I was at a show earlier this year and they had the current McLaren Formula One car on show. I did think about how nice that would be to drive home; I have always been a McLaren fan since the iconic Marlboro McLaren. Now, maybe you can. F1-Pack Rivals is a Formula One app that uses augmented reality to let you park an F1 car in your drive. My latest brush with augmented reality is the Beer Hawk advent calendar that gives you a virtual brewery tour while you sample that day’s beer. Cheers.

McLaren is pushing another technology to its limits in a contract with Mindmaze to collect signals from drivers’ brains as they race. The goal is to look at ways to improve performance but I can see a lot of entertainment value to seeing the emotions of the drivers during some of those nail-biting moments.

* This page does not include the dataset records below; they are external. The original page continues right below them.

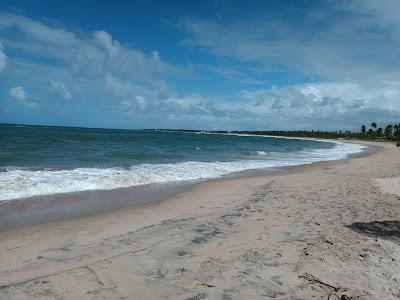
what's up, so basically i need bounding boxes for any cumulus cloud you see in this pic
[1,9,399,130]
[0,42,6,72]
[9,86,27,101]
[49,81,72,100]
[170,2,400,129]
[231,81,400,129]
[9,86,37,107]
[240,83,371,116]
[0,13,188,124]
[105,75,241,125]
[0,13,178,81]
[91,30,174,80]
[104,71,400,130]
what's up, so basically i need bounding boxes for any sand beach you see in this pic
[0,141,399,299]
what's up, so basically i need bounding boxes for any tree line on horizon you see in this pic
[157,122,400,141]
[360,122,400,140]
[228,122,400,141]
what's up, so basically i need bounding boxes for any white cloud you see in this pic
[171,2,400,129]
[105,75,233,123]
[104,71,400,130]
[179,2,400,82]
[91,30,175,80]
[0,13,178,82]
[0,13,188,123]
[0,42,6,72]
[0,13,76,46]
[231,81,400,129]
[1,10,399,130]
[9,86,27,101]
[9,86,37,107]
[49,81,72,100]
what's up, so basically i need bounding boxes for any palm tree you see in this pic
[361,125,366,134]
[384,125,393,139]
[371,122,377,129]
[377,127,383,137]
[394,124,400,139]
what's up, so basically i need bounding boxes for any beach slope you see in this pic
[0,142,399,299]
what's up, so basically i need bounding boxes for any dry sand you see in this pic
[0,141,399,299]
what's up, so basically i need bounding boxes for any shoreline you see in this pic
[0,141,378,237]
[0,140,372,231]
[1,141,398,299]
[0,134,363,202]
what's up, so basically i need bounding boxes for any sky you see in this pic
[0,0,399,130]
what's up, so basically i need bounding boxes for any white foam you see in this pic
[256,151,268,155]
[0,141,365,201]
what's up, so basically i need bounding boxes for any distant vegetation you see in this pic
[157,122,400,141]
[229,122,400,141]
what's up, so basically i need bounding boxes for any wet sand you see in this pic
[0,141,399,299]
[0,180,196,230]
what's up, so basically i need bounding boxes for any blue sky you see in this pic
[0,0,399,130]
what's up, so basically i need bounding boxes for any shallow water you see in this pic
[0,124,364,200]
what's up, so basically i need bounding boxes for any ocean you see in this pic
[0,124,364,201]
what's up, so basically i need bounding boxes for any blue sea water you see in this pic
[0,124,364,200]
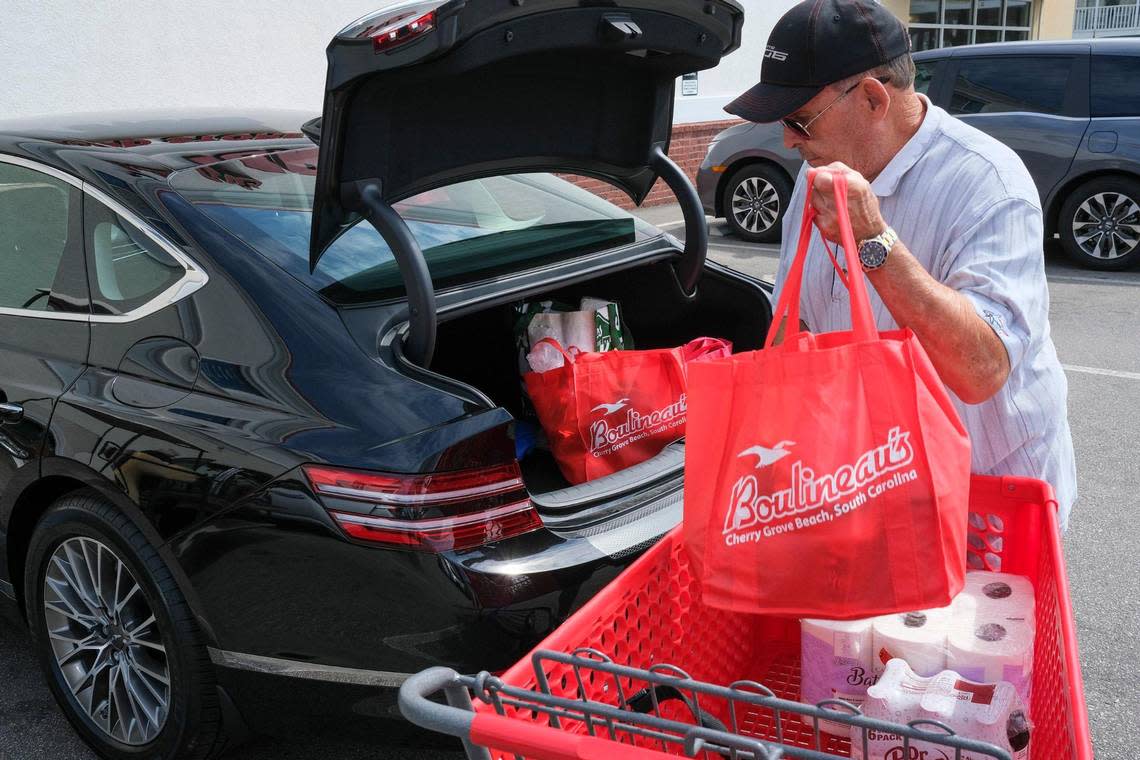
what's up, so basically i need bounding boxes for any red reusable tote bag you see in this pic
[525,337,730,485]
[683,170,971,619]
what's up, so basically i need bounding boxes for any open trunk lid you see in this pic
[309,1,744,371]
[310,0,744,267]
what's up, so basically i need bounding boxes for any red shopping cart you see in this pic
[400,475,1093,760]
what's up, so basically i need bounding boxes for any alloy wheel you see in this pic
[42,536,170,745]
[731,176,781,234]
[1073,191,1140,261]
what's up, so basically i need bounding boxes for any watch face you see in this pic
[860,241,888,269]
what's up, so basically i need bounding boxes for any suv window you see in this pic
[915,60,939,96]
[0,162,81,312]
[85,200,187,315]
[1091,55,1140,118]
[169,147,656,305]
[949,57,1073,116]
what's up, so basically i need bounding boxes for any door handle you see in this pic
[0,402,23,423]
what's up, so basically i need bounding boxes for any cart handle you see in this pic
[470,711,683,760]
[400,667,688,760]
[399,667,493,760]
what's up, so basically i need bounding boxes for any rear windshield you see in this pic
[168,147,656,305]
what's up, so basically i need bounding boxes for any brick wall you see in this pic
[562,118,745,210]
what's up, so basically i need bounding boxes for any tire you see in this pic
[1058,175,1140,270]
[23,492,229,760]
[721,164,793,244]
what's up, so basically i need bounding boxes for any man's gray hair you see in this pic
[838,52,916,91]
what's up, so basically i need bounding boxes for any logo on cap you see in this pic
[764,45,789,62]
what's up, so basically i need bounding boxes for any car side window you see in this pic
[85,200,186,315]
[914,60,939,97]
[949,57,1073,117]
[1091,56,1140,118]
[0,162,81,312]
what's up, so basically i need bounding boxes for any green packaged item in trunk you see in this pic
[581,297,631,352]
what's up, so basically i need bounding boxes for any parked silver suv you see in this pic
[698,38,1140,271]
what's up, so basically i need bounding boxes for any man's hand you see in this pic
[804,162,1012,404]
[810,162,887,243]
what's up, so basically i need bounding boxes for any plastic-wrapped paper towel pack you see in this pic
[852,659,1032,760]
[800,571,1036,738]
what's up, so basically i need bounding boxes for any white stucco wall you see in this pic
[674,0,800,123]
[0,0,790,125]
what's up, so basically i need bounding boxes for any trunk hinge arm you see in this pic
[650,146,707,298]
[346,180,437,368]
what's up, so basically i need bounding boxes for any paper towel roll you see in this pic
[527,311,597,357]
[946,620,1035,706]
[872,608,952,677]
[800,618,876,735]
[963,572,1035,627]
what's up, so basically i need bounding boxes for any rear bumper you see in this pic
[177,476,676,690]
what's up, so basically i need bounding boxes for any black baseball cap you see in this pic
[725,0,911,124]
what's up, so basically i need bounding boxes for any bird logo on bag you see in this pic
[737,441,795,468]
[591,398,630,416]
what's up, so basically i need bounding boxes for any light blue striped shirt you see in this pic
[774,98,1077,529]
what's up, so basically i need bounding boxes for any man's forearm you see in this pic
[866,241,1010,404]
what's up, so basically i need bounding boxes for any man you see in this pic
[725,0,1077,528]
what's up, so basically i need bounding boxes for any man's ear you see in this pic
[863,78,892,117]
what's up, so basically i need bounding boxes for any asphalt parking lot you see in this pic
[1,210,1136,759]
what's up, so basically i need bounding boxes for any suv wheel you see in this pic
[24,492,229,759]
[722,164,792,244]
[1059,176,1140,270]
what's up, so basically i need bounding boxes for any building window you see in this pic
[908,0,1034,51]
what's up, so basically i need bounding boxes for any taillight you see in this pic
[303,462,542,552]
[337,2,443,54]
[371,10,435,53]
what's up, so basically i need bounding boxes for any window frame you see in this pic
[909,0,1035,51]
[84,192,200,317]
[0,154,209,323]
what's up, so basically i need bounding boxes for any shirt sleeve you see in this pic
[938,197,1047,372]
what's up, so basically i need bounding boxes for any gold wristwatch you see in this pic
[857,227,898,271]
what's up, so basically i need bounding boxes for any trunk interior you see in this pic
[427,260,772,498]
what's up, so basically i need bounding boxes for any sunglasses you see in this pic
[781,76,891,140]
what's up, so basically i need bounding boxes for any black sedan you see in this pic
[0,1,772,758]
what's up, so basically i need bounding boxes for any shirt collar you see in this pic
[870,94,943,198]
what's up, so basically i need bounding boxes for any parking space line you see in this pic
[1062,364,1140,381]
[1047,274,1140,287]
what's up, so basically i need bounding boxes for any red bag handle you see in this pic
[764,169,878,348]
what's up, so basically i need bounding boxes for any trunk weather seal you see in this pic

Two recent surveys show the difference between Brits and Americans. One by Yahoo found that seven in ten Americans would totally trust a robot to do their domestic chores, but less that four in ten Brits would buy one if they were available now. What was more interesting was that 88% of Brits would like the ability to modify their domestic robot. Modify? Hmm, how? I want to know more.

As for me, I still keep giving unashamed plugs for robotic vacuum cleaners – such as the Whiz from Softbank Robotics – in the hope that someone will one day send me one to review.

And, finally, goodbye. This will be the last Under the Radar column, I won’t say forever because you never know what is around the corner. It has been fun to write and has been running here since February 2016, so nearly four years, and before that for many years in a different guise in another magazine.

Image: Being a science-fiction fan, I did like this picture from Panasonic. The futuristic factory look was there to promote the company’s participation at the recent Productronica and Semicon events in Munich, which sadly I could not make. Unsurprisingly, it was pushing the latest smart factory trends. I once worked in a stupid factory, but that’s another story.